The source code for the size measurement finder module is located in nlp/algorithms/finder/size_measurement_finder.py.

Inputs¶

A single string, the sentence to be scanned for size measurements.

Outputs¶

A JSON array containing these fields for each size measurement found:

Field Name	Explanation
text	text of the complete measurement
start	offset of the first character in the matching text
end	offset of the final character in the matching text plus 1
temporality	CURRENT or PREVIOUS, indicating when the measurement occurred
units	either mm, mm2, or mm3
condition	either ‘RANGE’ for numeric ranges, or ‘EQUAL’ for all others
x	numeric value of first number
y	numeric value of second number
z	numeric value of third number
values	for lists, a JSON array of all values in the list
xView	view specification for the first axis
yView	view specification for the second axis
zView	view specification for the third axis
minValue	either `min([x, y, z])` or `min(values)`
maxValue	either `max([x, y, z])` or `max(values)`

All JSON measurement results contain an identical number of fields. Any fields that are not valid for a given measurement will have a value of EMPTY_FIELD and should be ignored.
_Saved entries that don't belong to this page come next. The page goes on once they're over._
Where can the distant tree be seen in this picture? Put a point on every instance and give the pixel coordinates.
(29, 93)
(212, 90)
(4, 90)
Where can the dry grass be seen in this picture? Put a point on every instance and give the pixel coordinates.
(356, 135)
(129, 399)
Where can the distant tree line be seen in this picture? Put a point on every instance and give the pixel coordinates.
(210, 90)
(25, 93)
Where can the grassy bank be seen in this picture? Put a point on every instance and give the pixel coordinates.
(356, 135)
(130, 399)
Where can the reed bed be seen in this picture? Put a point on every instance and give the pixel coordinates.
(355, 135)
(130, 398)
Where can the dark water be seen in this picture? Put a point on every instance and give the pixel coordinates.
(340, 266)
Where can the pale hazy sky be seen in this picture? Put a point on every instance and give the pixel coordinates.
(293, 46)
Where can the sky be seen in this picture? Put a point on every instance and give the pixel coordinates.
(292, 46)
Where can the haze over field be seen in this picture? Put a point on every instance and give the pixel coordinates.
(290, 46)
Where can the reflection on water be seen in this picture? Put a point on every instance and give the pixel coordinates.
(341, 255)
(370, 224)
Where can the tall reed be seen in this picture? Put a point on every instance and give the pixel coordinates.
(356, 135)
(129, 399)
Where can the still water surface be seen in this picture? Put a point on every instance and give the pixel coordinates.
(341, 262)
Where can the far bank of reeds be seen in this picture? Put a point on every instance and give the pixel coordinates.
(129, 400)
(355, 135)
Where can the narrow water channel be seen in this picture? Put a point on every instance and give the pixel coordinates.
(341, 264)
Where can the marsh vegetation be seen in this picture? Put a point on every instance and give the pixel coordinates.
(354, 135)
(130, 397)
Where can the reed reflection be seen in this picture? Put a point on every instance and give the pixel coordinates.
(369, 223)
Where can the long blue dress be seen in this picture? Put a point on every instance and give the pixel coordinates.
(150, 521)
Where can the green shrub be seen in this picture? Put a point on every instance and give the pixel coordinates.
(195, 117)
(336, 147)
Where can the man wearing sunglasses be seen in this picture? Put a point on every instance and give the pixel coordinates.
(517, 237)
All string operations of the size measurement finder are case-insensitive.

Algorithm¶

ClarityNLP uses a set of regular expressions to recognize size measurements. It scans a sentence with each regex, keeps track of any matches, and finds the longest match among the matching set. The longest matching text string is then tokenized, values are extracted, units are converted, and a python namedtuple representing the measurement is generated. This process is repeated until no more measurements are found, at which point the array of measurement namedtuples is converted to JSON and returned to the caller.

Measurement Formats¶

ClarityNLP is able to recognize size measurements in a number of different formats. Using notation similar to that of [1], we define the following quantities:

Shorthand	Meaning
x y z	Any numeric value, either floating point or integer
cm	Units for the preceding numeric value
by	Either the word ‘by’ or the symbol ‘x’
to	Either the word ‘to’ or the symbol ‘-‘
vol	Dimensional modifier, either ‘square’, ‘cubic’, ‘sq’, ‘sq.’, ‘cu’, ‘cu.’, ‘cc’
view	View specification, any word will match

With these definitions, the measurement formats that ClarityNLP recognizes are:

Regex Form	Examples
x cm	3 mm, 5cm, 10.2 inches
x vol cm	5 square mm, 3.2cm2
x to y cm	3-5 cm, 3 to 5cm
x cm to y cm	3 cm to 5 cm, 3cm - 5 cm
x by y cm	3 x 5 inches, 3x5 cm
x cm by y cm	3 mm by 5 mm
x cm view by y cm view	3 cm craniocaudal x 5 cm transverse
x by y by z cm	3 x 5 x 7 mm
x by y cm by z cm	3 x 5mm x 7 mm
x cm by y cm by z cm	3 mm x 5 mm x 7 mm
x cm view by y cm view by z cm view	3 cm craniocaudal by 5cm transverse by 7 cm anterior

ClarityNLP can also find size measurements with nonuniform spacing between the various components, as several of the examples above demonstrate. Newlines can also be present within a measurement. Inconsistent spacing such as this appears frequently in electronic health records.

Details¶

These medically-relevant measurement units are supported:

Units	Textual Forms
millimeters	mm, millimeter, millimeters
centimeters	cm, centimeter, centimeters
inches	in, inch, inches

ClarityNLP tries to distinguish uses of the word ‘in’ as a preposition vs. its use as a unit of length. It cannot correctly identify all such instances. Hence the word ‘in’ preceded by a numeric value may sometimes generate false positive results.

Numeric values can be integers (sequence of digits) or floating point values. The digit before the decimal point is optional. Some examples:

3, 42
12.4887
.314, 0.314

References¶

[1]	M. Sevenster, J. Buurman, P. Liu, J.F. Peters, P.J. Chang Natural Language Processing Techniques for Extracting and Categorizing Finding Measurements in Narrative Radiology Reports Appl. Clin. Inform., 6(3) 600-610, 2015.